[Spambayes] training problem?
sethg at GoodmanAssociates.com
Tue Dec 2 23:45:24 EST 2003
> What do you mean by false negative? We use it here to mean spam scoring
> below your ham cutoff.
That's exactly what I meant by it. I don't count an unsure as a false
negative, and I don't mind seeing unsures. Most of the false negatives were
spam that scored 0% or 1%. Incidentally, *all* of my ham scores either 0%
or 1% with the great preponderance at 0%. That is why I later moved my ham
threshold from 15 down to 5.
> > 1) Initial training set 650 spam, 654 ham on 11-16-03.
> > 2) Initial filter thresholds 90/15.
> So by "false negative" here you mean spam scoring below 15? If so, I have
> no theory, as I see maybe one of those per month (with about 700
> emails per
> day, including 200-250 daily spam).
Exactly. At the outset of this experiment, a false negative was any spam
scoring below 15. Most of them scored very close to 0, just like my ham.
>From the numbers in my results table, you can see that I get between 5-10 of
these per day with a spam load of around 140 per day.
> > The two messages I posted about in this thread were just examples.
> One would have sufficed <wink>.
Point well taken. Sorry for wasting everyone's bandwidth.
> > 3) Train on any spam that scores below 50, any ham that scores above
> > 15. Filter all unread mail after each training event to simulate
> If your spam cutoff is 90, why do you only train on spam scoring below 50?
> Something doesn't sound right here.
Yes, I agree it sounds fishy, but read on. My spam cutoff is 90, and I did
decide to only train on spam that scored less than 50 for this run. In
previous runs, I trained on all errors and all unsures using the default
thresholds of 90/15. All the unsures were spam (every single one of them),
and the unsures were numerous, so my spam database grew quickly. I trained
extra ham periodically to balance it, but I still had a high false negative
rate. This run was an experiment in training less (to see if that was the
problem) by only training when the classifier was *really* wrong as opposed
to training on all the unsures. I picked 50% as the cutoff for being really
wrong since a completely "neutral" set of words would have an expected score
of 50%. In any case, the experiment was a failure since my false negative
rate is about the same as it was when I trained on all errors and all
> Sorry, still don't know what you mean by false negative. If you meant the
> conventional "scored below 15" (your former ham cutoff), yet
> very, very few
> of them scored between 5 and 15, it must mean that almost all of
> your false
> negatives are scoring below 5. Is that what you mean?

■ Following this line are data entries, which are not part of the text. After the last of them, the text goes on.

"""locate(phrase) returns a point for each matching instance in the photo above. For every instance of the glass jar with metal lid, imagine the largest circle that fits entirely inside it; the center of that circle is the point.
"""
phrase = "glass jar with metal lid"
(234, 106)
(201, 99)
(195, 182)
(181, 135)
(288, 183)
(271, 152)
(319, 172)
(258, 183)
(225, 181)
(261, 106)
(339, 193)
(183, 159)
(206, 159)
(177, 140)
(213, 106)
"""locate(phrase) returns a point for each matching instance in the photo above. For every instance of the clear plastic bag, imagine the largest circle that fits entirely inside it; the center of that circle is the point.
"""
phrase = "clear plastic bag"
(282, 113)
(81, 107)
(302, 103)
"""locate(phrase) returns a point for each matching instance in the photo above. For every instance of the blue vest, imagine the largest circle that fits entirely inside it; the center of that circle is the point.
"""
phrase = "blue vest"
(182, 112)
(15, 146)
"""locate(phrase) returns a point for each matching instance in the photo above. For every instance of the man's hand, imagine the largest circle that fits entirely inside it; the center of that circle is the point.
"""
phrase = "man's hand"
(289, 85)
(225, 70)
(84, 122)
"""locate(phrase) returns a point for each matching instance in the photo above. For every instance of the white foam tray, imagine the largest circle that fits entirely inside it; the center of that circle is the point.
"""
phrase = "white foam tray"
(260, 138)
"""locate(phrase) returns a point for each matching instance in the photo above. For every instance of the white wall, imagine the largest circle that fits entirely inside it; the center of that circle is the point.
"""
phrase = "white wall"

Yes! It's sad but true. Most of these false negatives had the same scores
> Ditto. My own FP and FN rates are trivial (I'm genuinely surprised to see
> any spam in my Inbox, and shocked to see a ham in my Spam folder, using
> cutoffs of 20 and 80). My Unsure rate (scores between 20 and 80)
> is heading
> toward 5% -- but I don't care (I review all my spam anyway, and I'm on
> enough admin-type mailing lists that I get a ton of weird email -- I can't
> myself decide whether fully half the stuff in my Unsure folder is "really
> ham" or "really spam", and toss it untrained after mentally shrugging).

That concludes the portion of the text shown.